I started really getting back into the gym, bike riding, small reps of lifting and taking core muscle classes. I got back into juicing in the mornings to give me the instant boost I need and eat as Primal as possible the rest of the day. I’ve more than lost the 30 pounds I had gained back. I am at 230 (which makes for about sixty pounds since Labor Day 2014) pounds gone now. I still have another 80 or so to go but I feel SO good. The only medication I take now is Claritin. I don’t know if I’ll ever be able to go off of it, but to go from a dozen medications to ONE is amazing. I live life now. I embrace it. I own it. I know I have quite a ways to go still, but I know how far I’ve come.
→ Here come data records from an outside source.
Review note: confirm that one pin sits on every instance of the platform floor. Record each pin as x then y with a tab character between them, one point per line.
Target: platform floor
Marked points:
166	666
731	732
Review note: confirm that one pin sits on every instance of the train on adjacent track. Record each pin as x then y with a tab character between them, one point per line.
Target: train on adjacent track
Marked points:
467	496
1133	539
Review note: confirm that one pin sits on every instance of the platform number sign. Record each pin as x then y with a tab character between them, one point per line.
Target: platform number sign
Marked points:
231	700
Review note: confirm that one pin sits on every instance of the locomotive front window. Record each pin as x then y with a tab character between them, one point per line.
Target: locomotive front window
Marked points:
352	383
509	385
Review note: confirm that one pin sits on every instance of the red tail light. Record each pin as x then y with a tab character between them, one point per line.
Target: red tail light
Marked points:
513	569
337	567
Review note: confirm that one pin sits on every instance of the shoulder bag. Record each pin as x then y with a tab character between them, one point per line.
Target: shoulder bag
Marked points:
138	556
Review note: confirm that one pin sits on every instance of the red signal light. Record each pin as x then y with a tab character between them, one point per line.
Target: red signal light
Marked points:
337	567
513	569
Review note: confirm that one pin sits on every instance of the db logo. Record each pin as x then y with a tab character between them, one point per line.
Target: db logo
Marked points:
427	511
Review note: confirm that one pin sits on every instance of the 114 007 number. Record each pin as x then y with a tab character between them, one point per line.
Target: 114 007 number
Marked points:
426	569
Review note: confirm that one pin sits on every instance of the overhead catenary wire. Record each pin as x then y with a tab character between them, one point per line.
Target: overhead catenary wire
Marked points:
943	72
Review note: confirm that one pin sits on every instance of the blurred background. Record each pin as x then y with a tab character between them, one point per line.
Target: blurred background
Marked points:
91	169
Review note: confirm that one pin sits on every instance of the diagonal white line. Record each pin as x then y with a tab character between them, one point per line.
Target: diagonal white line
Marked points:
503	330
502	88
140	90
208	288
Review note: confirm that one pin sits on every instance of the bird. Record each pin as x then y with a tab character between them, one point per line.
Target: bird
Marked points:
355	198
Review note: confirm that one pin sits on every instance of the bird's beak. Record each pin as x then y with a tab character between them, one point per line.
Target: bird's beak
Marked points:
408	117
I have a blog about my experiences with juicing, Primal and obtaining a general sense of wellness in my life. It’s been read in 38 countries now, which is mind blowing to me. It’s therapeutic for me, but honestly, I feel like it’s my duty to let others know that they can absolutely change their stories. Just because your life has been a certain way for however long does not mean that is how it should be or how it has to be.
What’s different for me now is that my journey isn’t just about weight loss. The journey I’m on is one that I will be on for the rest of my life. It’s a journey of physical, emotional, mental and spiritual wellness. It’s a journey of helping to prevent some of the rather unfortunate genes I have inherited. It’s a journey about truly living life instead of just getting through it.